Die Stimme Brasiliens: Zum Tod der Sängerin Gal Costa

Sie war Muse, Gesicht und Stimme der „Tropicalismo“-Bewegung.

Gal Costa (1945-2022)
Gal Costa (1945-2022)Imago

Erst im Juli war sie auf der Sommerterrasse vor dem Haus der Kulturen der Welt aufgetreten. Und wer nicht ergriffen war von der Energie und der musikalischen Anmut, die Gal Costa und ihre Musik noch immer verströmten, der sollte dringend seinen Schönheitssinn hinterfragen oder seinen Puls checken. Jetzt ist sie tot, mit 77 Jahren gestorben nach einer Operation ihrer Atemwege in São Paulo, wie aus Brasilien vermeldet wird.

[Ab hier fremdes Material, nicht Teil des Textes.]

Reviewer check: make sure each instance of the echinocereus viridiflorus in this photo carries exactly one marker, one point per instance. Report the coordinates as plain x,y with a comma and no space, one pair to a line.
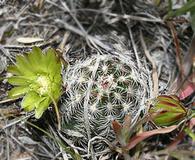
37,77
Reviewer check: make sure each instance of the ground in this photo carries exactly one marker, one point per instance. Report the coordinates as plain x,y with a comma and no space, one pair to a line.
135,32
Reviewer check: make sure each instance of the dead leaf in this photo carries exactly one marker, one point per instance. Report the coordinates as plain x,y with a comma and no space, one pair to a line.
142,136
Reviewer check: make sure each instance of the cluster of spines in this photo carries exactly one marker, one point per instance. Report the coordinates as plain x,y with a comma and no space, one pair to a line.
112,95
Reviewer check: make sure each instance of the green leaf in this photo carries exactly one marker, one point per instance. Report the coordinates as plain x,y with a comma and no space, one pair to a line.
13,69
42,107
30,101
17,92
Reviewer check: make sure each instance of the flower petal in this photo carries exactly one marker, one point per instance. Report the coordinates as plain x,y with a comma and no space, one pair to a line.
42,107
24,66
17,92
20,80
30,101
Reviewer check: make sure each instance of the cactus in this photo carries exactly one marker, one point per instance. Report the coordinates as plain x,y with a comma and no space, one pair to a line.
99,90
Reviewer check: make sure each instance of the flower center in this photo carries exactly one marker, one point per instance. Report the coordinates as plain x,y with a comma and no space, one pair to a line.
44,83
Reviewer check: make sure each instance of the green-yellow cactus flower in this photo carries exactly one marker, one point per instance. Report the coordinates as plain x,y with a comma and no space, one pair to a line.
167,110
37,77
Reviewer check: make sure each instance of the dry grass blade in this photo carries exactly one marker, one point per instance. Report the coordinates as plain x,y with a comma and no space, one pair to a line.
154,69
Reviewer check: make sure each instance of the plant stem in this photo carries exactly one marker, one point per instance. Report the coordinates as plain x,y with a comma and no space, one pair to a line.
126,156
57,112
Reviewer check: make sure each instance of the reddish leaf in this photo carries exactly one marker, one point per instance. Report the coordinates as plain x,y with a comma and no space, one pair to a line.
187,91
181,136
192,123
142,136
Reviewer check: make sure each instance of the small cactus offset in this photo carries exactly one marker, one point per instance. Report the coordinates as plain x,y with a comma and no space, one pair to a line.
99,90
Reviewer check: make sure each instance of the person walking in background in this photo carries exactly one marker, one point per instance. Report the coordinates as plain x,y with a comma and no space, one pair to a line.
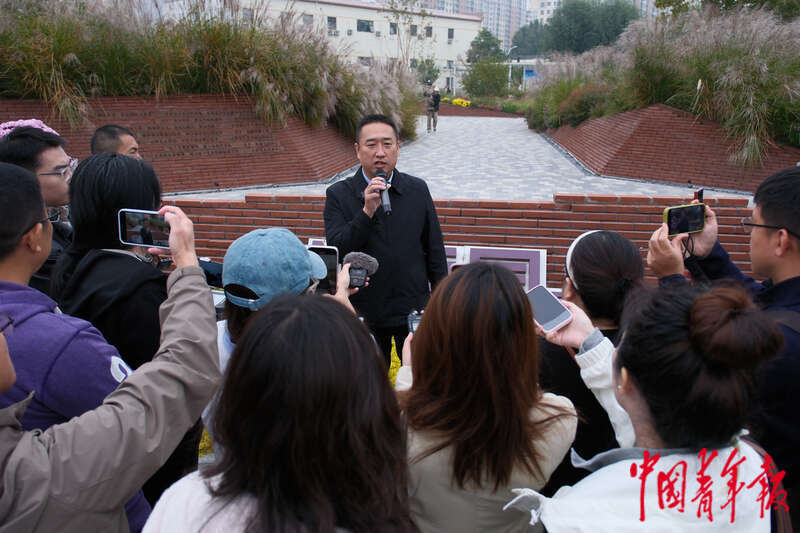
432,99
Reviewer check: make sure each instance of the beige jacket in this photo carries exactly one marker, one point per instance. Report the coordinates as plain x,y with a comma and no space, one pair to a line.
77,476
439,506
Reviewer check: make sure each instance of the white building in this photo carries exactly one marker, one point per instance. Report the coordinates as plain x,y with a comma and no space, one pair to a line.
372,31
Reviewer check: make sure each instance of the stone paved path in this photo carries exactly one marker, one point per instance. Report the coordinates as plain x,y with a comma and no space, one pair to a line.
491,158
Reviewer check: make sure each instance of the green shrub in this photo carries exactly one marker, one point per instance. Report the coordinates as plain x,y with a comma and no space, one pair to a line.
486,78
582,103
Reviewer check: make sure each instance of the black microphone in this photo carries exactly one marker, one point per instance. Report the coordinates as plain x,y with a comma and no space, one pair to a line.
361,266
387,205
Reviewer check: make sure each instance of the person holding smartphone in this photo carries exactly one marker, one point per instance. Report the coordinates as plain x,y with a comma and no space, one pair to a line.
774,245
76,476
117,287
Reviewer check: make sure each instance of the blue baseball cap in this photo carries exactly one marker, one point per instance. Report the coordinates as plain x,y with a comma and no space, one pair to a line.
269,262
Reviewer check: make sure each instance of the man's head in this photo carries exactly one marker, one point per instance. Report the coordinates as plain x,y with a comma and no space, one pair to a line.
775,233
377,144
26,232
41,152
116,139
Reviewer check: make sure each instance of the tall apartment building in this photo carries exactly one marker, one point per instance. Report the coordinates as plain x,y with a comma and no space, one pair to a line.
501,17
370,31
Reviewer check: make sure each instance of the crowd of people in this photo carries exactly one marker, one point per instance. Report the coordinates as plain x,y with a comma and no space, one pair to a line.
658,407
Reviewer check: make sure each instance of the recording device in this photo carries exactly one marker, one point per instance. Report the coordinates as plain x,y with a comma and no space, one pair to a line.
548,312
413,321
330,256
361,266
143,228
685,218
387,205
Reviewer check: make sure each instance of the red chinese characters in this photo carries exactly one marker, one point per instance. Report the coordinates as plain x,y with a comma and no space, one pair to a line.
671,485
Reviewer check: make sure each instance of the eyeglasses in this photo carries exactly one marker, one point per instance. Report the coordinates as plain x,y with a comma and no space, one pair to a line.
747,224
6,324
53,215
66,172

Sie stammte aus Bahia und war nicht nur in ihrer Heimat schon zu Lebzeiten Legende, „eine unserer wichtigsten Künstlerinnen, die den Namen und die Klänge Brasiliens in die ganze Welt getragen hat“, wie der gewählte brasilianische Präsident Lula schrieb und dabei nicht übertrieb.

1968 kaperte sie die Bühne, als sie zusammen mit ihren Freunden Caetano Veloso und Gilberto Gil das erfanden, was als „Tropicalismo“ zum Genrebegriff wurde. Zu oll, zu wenig politisch, zu wenig schwarz war der Bossa Nova, die bis dahin bestimmende Jugendkultur. Jetzt kamen elektrische Gitarren ins Spiel, es kamen Drogen ins Spiel, politische Renitenz und Groove.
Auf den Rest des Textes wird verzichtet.